With bombs against the citizens – politics

It was a holiday that was not to be celebrated. In a rare speech marking Armed Forces Day, General Min Aung Hlaing, 66, leader of the junta that usurped power in Myanmar on the night of February 1, 2021, announced a decisive crackdown on “terrorists”. . Basically, all resistance groups that do not want to accept renewed rule by the military are referred to as terrorists.

Soldiers marched in formation on the parade ground in the capital Naypyidaw in front of Min Aung Hlaing, who inspected the parade in an open jeep. Tanks, missiles and artillery were presented, Russian Wed 35M-Attack helicopters, as well as Chinese K8-Ground Attack Aircraft and FTC2000-Supersonic jets thundered through the air. The population knows these aircraft. They are used in attacks on villages where the military suspects resistance groups.

A UN report noted this month that violence has increased in north-west and south-east Myanmar due to “indiscriminate air strikes and artillery shelling, mass burnings of villages to displace civilians and denial of humanitarian access”. An airstrike on the village of Let Yet Kone in recent weeks hit a school and killed up to 80 civilians in the northern state of Kachin. The military is waging aggressive war against its own people.

The opposition has formed an underground government

Armed Forces Day used to be called Resistance Day and marked the anniversary of the army’s uprising against Japanese occupation in 1945. Back then, Japanese soldiers were just as brutal as the Burmese are today. They regarded the people of the country as inferior.

“The terrorist acts of the NUG and their minions, the so-called PDFs, must be fought once and for all,” Min Aung Hlaing said in his speech. The NUG is the “National Unity Government”, an underground alternative government that wants to offer an alternative to diplomatic relations with the generals. It is made up of MPs who were elected months before the coup.
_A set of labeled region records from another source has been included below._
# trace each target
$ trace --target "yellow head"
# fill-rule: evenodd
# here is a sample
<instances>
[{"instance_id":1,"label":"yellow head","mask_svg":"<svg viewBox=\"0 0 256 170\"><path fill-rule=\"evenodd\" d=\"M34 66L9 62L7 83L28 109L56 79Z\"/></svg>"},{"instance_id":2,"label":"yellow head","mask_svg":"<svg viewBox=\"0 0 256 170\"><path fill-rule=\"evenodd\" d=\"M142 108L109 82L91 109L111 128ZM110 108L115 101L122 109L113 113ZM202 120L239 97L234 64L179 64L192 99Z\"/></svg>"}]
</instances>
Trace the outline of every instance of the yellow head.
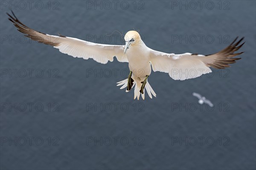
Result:
<instances>
[{"instance_id":1,"label":"yellow head","mask_svg":"<svg viewBox=\"0 0 256 170\"><path fill-rule=\"evenodd\" d=\"M125 53L126 50L129 48L135 45L138 45L139 43L142 42L140 36L138 32L135 31L130 31L125 36L125 46L124 54Z\"/></svg>"}]
</instances>

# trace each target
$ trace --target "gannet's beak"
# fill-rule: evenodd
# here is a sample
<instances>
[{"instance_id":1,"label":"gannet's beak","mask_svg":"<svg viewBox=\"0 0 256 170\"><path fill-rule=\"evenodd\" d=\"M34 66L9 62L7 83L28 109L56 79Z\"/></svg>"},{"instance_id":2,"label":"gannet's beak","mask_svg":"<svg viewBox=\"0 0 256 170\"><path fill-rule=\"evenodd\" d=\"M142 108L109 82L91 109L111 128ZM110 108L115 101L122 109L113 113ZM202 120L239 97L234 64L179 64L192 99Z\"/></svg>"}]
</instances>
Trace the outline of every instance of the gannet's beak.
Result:
<instances>
[{"instance_id":1,"label":"gannet's beak","mask_svg":"<svg viewBox=\"0 0 256 170\"><path fill-rule=\"evenodd\" d=\"M127 49L129 48L129 46L130 46L131 44L132 43L132 41L130 41L128 42L126 42L126 43L125 43L125 50L124 51L124 54L125 54L126 50L127 50Z\"/></svg>"}]
</instances>

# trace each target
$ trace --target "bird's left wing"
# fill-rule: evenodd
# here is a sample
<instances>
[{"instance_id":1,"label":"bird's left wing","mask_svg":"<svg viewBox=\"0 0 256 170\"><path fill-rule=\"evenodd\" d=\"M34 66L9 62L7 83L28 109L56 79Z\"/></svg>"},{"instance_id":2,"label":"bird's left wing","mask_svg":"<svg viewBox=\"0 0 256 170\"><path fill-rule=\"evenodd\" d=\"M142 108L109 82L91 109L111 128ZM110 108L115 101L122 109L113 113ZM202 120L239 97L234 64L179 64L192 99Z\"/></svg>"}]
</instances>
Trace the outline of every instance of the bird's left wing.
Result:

The armed wing of the NUG calls itself PDF, “People’s Defense Forces”. The PDF comprise more than 300 small units, sometimes as small as 10 men and women, across the country, constantly attacking junta military columns, bases and outposts. The PDF continues to attract young people who experienced a decade of timid democracy and economic development in Myanmar before 2021. They flee to areas not controlled by the military. And they are meant when General Min Aung Hlaing speaks of terrorists.

Shortly after the 2021 coup, there were large demonstrations against the generals here in Yangon. The poster shows the former head of government, Nobel Peace Prize winner Aung San Suu Kyi, who was imprisoned by the junta. She was sentenced to seven years in prison in a staged trial.

(Photo: STR/AFP)

More than a million people have now been displaced, mostly within the country. The economy has collapsed and the civil war is causing a humanitarian crisis. But General Min Aung Hlaing has his own worldview. He also stated on Armed Forces Day that the international condemnation of his junta was based on misrepresentations of the NUG. He tried to sell the violent acts of his soldiers and the police forces under him as necessary to establish peace in the country.

He also called on his critics from abroad to support the elections planned by the military government: “I would like to call on the international community to prudently support all efforts of the current government to take the right path to democracy.” Only nobody believes that the elections scheduled for August could be free and the candidates independent. At the end of 2020, the party sent by the military had to accept an embarrassing defeat at the polls, which was what started the new coup in the first place.

But no matter how hard Min Aung Hlaing tries to gain international recognition, within the ASEAN association is he isolated two years after taking power, after which he is not in full control of the country, despite all the brutality. Only the Thai government, also a junta that is only halfway legitimate in elections, still maintains diplomatic relations. The other neighboring countries, some of which are also not flawless democracies, such as Laos, Vietnam or Cambodia, fear for the reputation of the entire booming economic area.

The generals have few friends. But they are in Beijing and Moscow

Last Friday, the US announced it would impose further sanctions on two individuals and six entities linked to the Myanmar junta whom Washington accuses of supporting ongoing atrocities in the country, including through the import, storage and the sale of kerosene for fighter jets and helicopters. “The Burmese military regime continues to inflict pain and suffering on its own people,” said the US Treasury Department’s undersecretary for terrorism and financial intelligence, Brian Nelsonin a statement.

However, it is not the case that General Min Aung Hlaing no longer has any friends at home or abroad. Alongside the powerful Politburo in Beijing, the Kremlin continues to side with the junta. Russia even plans to set up military bases in Myanmar’s territory, US State Department adviser Derek Chollet told Reuters last week. Chollet also said that the Biden administration views the Myanmar crisis as “the most acute threat” in Southeast Asia. Meanwhile, the Russian Defense Minister has visited Myanmar several times, including on Armed Forces Day in 2021, when even China only sent a military attaché. To this end, General Min Aung Hlaing visited Moscow twice last fall to buy Covid 19 vaccines – and weapons.